Nope. I will take on two jobs, one as a trash collector, if that’s what I have to do to make sure that Dylan gets what he needs.
“I’m going to guess that plan doesn’t cover everything,” Dylan said as he looked down at the floor. “I’ll just move home and go to Kennesaw State.”
“Honey, no! We’ll make it work.” I would make Mitch make it work. It wasn’t as though he didn’t have the money.
I stifled the urge to reach for my phone and check all the bank accounts again. I knew I could check all the college fund statements later. They were in my office.
And then I had the inheritance from my father. We could use that in a pinch. “I have an IRA that we can use if we have to.”
“An IRA? Mom, that’syourmoney.” Dylan looked up at me, and I watched the emotions play across his face. Once again, it reminded me of all the emotions Mitch had shown. Only there was an extra one, an emotion that looked a lot like embarrassment.
“Yeah, remember when Grandpa Richard died? He left me some money, and I put it away. It’s not enough for your entire college costs, but it will help—especially considering the scholarship you got.”
“Mom, I’m pretty sure I’m going to lose that scholarship.”
“What?”
“I have a C in Latin. And in English.”
“English?” Latin I could kinda understand, but English?
“The professor is really, really tough. She didn’t want me to skip English 101 and go straight into American Lit, and I’m having a hard time making good grades in the class.”
“But you made a five on the AP exam. Have you been to office hours?”
“No, but—”
“No buts.
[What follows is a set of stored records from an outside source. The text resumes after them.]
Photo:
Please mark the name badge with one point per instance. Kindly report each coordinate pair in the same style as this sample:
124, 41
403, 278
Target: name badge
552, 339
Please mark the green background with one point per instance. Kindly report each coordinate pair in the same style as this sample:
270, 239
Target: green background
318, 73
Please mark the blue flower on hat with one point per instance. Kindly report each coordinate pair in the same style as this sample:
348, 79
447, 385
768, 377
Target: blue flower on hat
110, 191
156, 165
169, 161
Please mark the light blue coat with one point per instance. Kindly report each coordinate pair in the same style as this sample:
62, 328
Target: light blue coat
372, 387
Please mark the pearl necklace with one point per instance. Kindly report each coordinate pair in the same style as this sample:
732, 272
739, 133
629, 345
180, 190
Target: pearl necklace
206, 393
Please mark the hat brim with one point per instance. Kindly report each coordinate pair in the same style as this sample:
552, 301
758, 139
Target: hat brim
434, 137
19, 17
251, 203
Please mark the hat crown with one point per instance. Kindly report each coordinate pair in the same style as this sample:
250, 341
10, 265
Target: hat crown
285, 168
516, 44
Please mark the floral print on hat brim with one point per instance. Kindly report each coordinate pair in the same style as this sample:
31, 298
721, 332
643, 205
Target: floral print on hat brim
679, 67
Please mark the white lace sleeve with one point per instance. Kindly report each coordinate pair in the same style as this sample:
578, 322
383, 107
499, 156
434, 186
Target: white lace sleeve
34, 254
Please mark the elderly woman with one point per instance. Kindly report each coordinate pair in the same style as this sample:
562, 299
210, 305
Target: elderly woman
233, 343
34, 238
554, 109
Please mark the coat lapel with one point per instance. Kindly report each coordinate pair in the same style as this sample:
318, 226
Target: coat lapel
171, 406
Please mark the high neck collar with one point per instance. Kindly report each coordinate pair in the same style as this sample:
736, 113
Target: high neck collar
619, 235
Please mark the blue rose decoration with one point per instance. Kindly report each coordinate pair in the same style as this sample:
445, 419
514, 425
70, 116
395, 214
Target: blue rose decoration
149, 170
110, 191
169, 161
It’s October, and you can still pull your grades up, I bet. In fact—”
“Mom, I don’t want to.”
All his life Dylan had wanted to go to UT Knoxville, just like his parents. Mitch had taken him to football games and basketball games. He’d worn orange even when it would’ve been much easier to assimilate to Georgia Bulldog red and black. He’d stuck with UT through some truly disastrous football seasons. The poor child hadn’t really ever known a winning football team.
Not that he loved UT only for football reasons. Dylan knew that at least two of the Rhodes Scholars from UT Knoxville had studied political science, and he was interested in that topic as well as his stated major of communications. I hated to see him give up his dream due to some jitters or freshman weed-out courses or whatever the heck was going on.
“Dylan, are you going to class? Studying all that you can?”
“I started off fine, but then I got a little off course in September.”
“Then you can just get back on course.”
“Mom, I don’t like Knoxville like I thought I would.”
I took a deep breath and let it out slowly. “I’m going to tell you something I’ve never told anyone but your grandmother.”
He leaned forward, all wide-eyed, reminding me of when he was a precocious preschooler. “What?”
“I hated my first semester at UT.”
“You did?”
I nodded. “My mother wouldn’t let me come home until I’d finished a year.”